The reality is that Stockholm geographically challenged. The major pieces of available land is the city airport and areas of parkland. The city airport has been given a lease until 2040. The areas of parkland is a national park.

The housing market is one the most important markets in Sweden. Anything that significantly lowers the value of real estate will be political suicide. Meaning that in the current market there can't be any solution that actually delivers affordable housing.

There is also little will from the voters to accept measure that would stabilize the market long terms like removing the mortgage interest deduction, introduce an actual real estate tax or regulating lending similar to other countries.

All this means that it's very unlikely that there will ever be even a relatively affordable market in Stockholm. Which will end up being disastrous when the cost of rent is also among the biggest single cost in the knowledge economy. For companies you can argue that the increase in housing cost will be offset by the larger available workforce but you can't say the same for public services.

Past or future deregulation isn't going to solve this. On the contrary it is what prevents a correction. The natural thing to do when something becomes too expensive is look for alternatives. In the housing market this means moving somewhere else. But as companies can attract those good or privileged enough to Stockholm anyways they don't have to move. So the average person doesn't have much of a choice but to move there themselves. Which in turn makes Stockholm even more attractive.

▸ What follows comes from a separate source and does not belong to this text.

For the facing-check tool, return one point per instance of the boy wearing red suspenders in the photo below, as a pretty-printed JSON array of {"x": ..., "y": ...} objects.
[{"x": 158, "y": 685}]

The paradox is that most any improvement of the Stockholm housing market will there make the situation worse long term. So the solution has to be not to cater for this market but to improve the market somewhere else instead. Unfortunately this also unlikely.

2 comments

I agree with many of your points. Especially that the mortgage market is really messed up. But as you say, it's almost impossible to make changes that negatively influence the (upper) middle class.

A pet "dictator for one day" idea of mine is to simply move the capital to something like Linköping! Has an airport, enormous amounts of farm land that can just be built on etc, less than 2 hours away from Stockholm by train.

Make Stockholm like NYC and Linköping as DC. If all government headquarters (and related functions) were forced to move, it would certainly take hundreds of thousands of people with them (including family members etc).

Brasília but on Östgötaslätten :-).

Many government functions have actually already or are in the process of moving.

https://www.fastighetsvarlden.se/notiser/flera-myndigheter-t...

You wouldn't have to move the government though just companies. This is a major part of creating the problem from the beginning. Because as you probably know many of the industrial companies where distributed to other locations like Linköping, Trollhättan, Karlskrona and so forth. As those companies and the industry general has shifted to no longer need things like manufacturing facilities everyone ends up in Stockholm. It's a paradox that when you can work from anywhere it also means everyone can work from the same place.

Of course if a larger company would move outside of Stockholm that places would soon face the same problem even quicker as it's smaller. But if it happened to many different places there might be a shoot. Unfortunately you would have the same issue that many people would have to undermine their immediate interest for it to happen. But at least it would be technically possible. Stockholm has probably gone so far that it is socially and technically impossible as the economic consequences of an effective solution might be unpredictable.

> Anything that significantly lowers the value of real estate will be political suicide.

What percentage of the population owns the house they live in (or has a mortgage)?

   39,8 % Single-family home
   20,7 % Co-op apartment
   = 60,5%

   28,4 % Rental apartment
Maybe more relevant is that because of this Sweden has very high household debt.

https://data.oecd.org/hha/household-debt.htm

That’s not how our modern democracies tend to work.

Rather, voters choose between one option, thinly veiled as two chooses, set by monied interests and corralled by media barons.